It has taken nearly 80 years and a variety of research studies to produce the result: a good genetic makeup and wealth really have very little to do with living a long and happy life. The Harvard Study of Adult Development launched in 1938, looking into the lives of high-profile participants such as Ben Bradlee and John F. Kennedy. Over the years, it has been expanded to add inner-city residents along with offspring from the original Harvard elite, and the results were surprising, to say the least.
The results from the study determined that the very best predictors of a long and happy life were not IQ, genetics, fame, finances, or social status but simply close relationships. Robert Waldinger, director of the research study and a psychiatrist at Massachusetts General Hospital as well as a professor of psychiatry at Harvard Medical School, explains, “The people who were the most satisfied in their relationships at age 50 were the healthiest at age 80. Loneliness kills. It’s as powerful as smoking or alcoholism.”
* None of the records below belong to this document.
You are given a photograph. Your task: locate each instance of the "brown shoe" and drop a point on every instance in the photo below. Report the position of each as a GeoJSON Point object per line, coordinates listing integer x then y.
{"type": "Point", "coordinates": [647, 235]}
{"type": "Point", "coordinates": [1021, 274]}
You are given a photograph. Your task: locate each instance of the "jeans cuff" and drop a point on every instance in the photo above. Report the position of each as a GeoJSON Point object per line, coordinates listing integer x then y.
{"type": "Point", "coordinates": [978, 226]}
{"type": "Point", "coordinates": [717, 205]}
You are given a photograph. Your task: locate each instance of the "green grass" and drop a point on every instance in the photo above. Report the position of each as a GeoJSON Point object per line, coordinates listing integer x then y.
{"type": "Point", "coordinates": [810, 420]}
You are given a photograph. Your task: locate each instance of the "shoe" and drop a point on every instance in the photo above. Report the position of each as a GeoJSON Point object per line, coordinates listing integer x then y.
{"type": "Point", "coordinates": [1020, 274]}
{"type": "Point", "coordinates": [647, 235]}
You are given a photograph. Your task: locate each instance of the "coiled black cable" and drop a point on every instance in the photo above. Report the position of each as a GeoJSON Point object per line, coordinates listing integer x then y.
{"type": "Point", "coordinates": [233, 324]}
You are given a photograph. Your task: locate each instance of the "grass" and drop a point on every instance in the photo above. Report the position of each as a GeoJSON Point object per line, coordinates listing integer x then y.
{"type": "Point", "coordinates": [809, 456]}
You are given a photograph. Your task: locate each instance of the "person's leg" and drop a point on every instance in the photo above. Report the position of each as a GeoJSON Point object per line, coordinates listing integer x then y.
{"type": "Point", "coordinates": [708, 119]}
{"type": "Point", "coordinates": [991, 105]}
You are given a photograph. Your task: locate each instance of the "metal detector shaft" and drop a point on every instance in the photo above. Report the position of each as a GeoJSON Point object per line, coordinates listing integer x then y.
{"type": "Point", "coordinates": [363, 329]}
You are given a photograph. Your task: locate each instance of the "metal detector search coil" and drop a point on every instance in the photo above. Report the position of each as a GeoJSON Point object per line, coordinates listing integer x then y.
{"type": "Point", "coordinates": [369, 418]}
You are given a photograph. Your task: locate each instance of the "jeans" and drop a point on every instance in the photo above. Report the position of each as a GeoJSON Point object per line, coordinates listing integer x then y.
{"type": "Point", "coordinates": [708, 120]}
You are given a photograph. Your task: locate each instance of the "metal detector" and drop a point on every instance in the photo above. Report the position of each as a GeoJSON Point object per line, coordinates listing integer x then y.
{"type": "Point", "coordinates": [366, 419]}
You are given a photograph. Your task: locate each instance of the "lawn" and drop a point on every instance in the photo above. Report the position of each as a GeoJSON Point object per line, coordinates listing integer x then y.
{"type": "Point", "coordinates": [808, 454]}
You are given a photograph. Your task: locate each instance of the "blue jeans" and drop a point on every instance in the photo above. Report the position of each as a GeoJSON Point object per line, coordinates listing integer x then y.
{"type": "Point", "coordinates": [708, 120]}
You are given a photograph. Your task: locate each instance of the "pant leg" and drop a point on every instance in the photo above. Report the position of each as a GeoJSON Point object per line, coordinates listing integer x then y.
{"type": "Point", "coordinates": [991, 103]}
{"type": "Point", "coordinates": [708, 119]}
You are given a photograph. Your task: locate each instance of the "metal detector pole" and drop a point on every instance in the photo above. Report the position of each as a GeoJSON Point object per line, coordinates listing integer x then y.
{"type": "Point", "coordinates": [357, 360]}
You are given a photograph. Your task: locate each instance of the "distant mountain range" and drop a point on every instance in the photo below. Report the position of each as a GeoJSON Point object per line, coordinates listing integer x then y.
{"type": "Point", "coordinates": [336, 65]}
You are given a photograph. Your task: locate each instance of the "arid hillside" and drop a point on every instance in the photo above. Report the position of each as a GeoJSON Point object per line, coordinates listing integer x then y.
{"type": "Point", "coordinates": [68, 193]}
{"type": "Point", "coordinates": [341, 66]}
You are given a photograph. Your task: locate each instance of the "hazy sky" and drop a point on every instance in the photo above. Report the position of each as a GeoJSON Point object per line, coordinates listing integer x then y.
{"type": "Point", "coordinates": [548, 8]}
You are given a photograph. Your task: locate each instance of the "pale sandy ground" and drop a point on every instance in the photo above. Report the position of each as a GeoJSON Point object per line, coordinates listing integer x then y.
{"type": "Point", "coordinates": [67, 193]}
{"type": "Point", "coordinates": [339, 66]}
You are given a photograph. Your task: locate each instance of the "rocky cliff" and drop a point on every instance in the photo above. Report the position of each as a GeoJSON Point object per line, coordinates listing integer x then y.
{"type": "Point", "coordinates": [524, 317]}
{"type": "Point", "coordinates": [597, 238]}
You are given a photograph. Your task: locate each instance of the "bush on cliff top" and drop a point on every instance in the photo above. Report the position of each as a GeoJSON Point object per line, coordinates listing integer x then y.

Psychiatrist George Vaillant who spearheaded the study between 1972 – 2004, shared in his book “Aging Well: Surprising Guideposts to a Happier Life from the Landmark Harvard Study of Adult Development,” the contributing factors that forecast healthy aging:
- The absence of smoking and alcohol abuse
- Physical activity
- Mature mechanisms in place to deal with difficulties in life
- Sustaining a healthy weight
- Having a stable marriage
In a nutshell, self-care is crucial to our level of joy – from the perspective of both mental and physical health – and investing time and effort to make your relationships the best they can be most definitely falls under that umbrella as well. As a matter of fact, additional research studies have revealed that the satisfaction level people experience in their relationships is a much more accurate determinant of what their physical health will be later in life than physical factors like cholesterol levels.
The research also upended prior thinking that our personalities are carved in stone by age 30. Many people who struggled in their early adult years enjoyed fulfilling later years, while others excelled at the beginning of life but ran into challenges later because of mental health issues and alcoholism.
The research on how to live a long and happy life is ongoing, looking into its third and fourth generations, as researchers believe there is still more to learn, such as how to better regulate stress and whether a difficult childhood makes a difference in middle age and later years.
Let Home Sweet Home In-Home Care’s compassionate caregivers help instill joy in an older adult’s life; reach out to us today about home care in Kalamazoo, MI and the surrounding communities! Our caregivers serve as friendly companions to engage in conversations, exercise, and pleasant activities together, fostering socialization and additional relational connections. We can be contacted 24/7 at (866) 229-2505 to schedule a free of charge in-home assessment to find out more information.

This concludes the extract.